Ebrû Sanatı
Ebrû sanatı, sanat târihi disiplininde sınıflandırma yapılırken "klâsik Türk sanatları" başlığı altında hat, tezhib, minyatür, katı', ciltçilik, çini, kalem işi ilâ.. arasında sayılır.
En basit hâliyle su üzerinde desen oluşturup bu deseni kağıda aktarma işlemi olarak ifâde edilebilecek ebrû sanatının -esâsen bu tekniğin- kökleri uzak Asya'ya kadar gitmektedir. Gerçekten, 9. yy'da Japonya’da Suminagaşi ve Beninagaşi, 10. yy'da Çin'de Liu sha jian (kayan kum), 14. yy'da Türkistan’da Kâgız-ı Ebrî ve 15. yy'da Osmanlı'da Ebrî – Ebru olarak ortaya çıktığı müşâhade edilmektedir.
Nitekim, Arifî'nin Topkapı Sarayı'nda bulunan 1539 târihli Gûy-i Çevgân adlı eserinde ebrûya tesâdüf edilmektedir.

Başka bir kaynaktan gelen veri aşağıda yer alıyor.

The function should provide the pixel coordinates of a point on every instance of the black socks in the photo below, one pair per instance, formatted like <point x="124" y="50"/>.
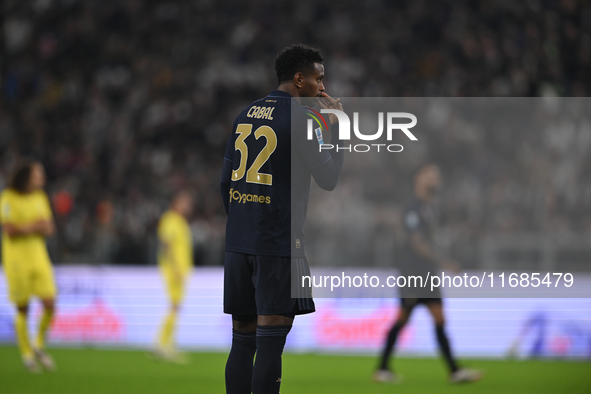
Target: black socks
<point x="239" y="365"/>
<point x="266" y="377"/>
<point x="445" y="349"/>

Bu Konuda Osmanlı'da bilinen en eski eser ise 1608 târihli Risale-i Tertîb-i Ebrî adlı kitapçıktır.
Yukarıda da belirtildiği üzere Türk ebrû sanatı, bir tekne içerisindeki kıvâmı arrıtılmış bir sulu satıhta, suda erimeyen boyaların yüzdürülerek bir desen oluşturulması ve bu desenin kağıda aktarılması şeklinde uygulanır. Kıvam arttırıcı madde olarak çeşitli maddeler kullanılabilse de, Türk ebrûculuğunda keven denilen bir bitkiden elde edilen kitre kullanılır. Böylece kıvâmı arttırılan su, üzerine serpilen boyaların batmasına mâni olur. Boyaların batmaması sâdece arttırılmış kıvâma değil, boyaların içine katılan satıh aktif maddelere bağlıdır ki Türk ebrû sanatında satıh aktif madde olarak öd kullanılır.
Suya bir fırça mârifetiyle serpilen boyalara hiç bir mekânik müdâhale olmaz ise bu ebrû türüne "tarz-ı kadim" veyâ battal ebrû denilir. Eğer -meselâ bir biz ile- mekânik bir müdâhale yapılır ise, yapılan müdâhalenin cinsine göre çeşitli ebrû türleri ortaya çıkar.
Evvelce ebrûlanmış bir kağıda arap zamkı ile yazı yazıldıktan sonra ikinci defa ebrûlanırsa ortaya akkase ebrû çıkar.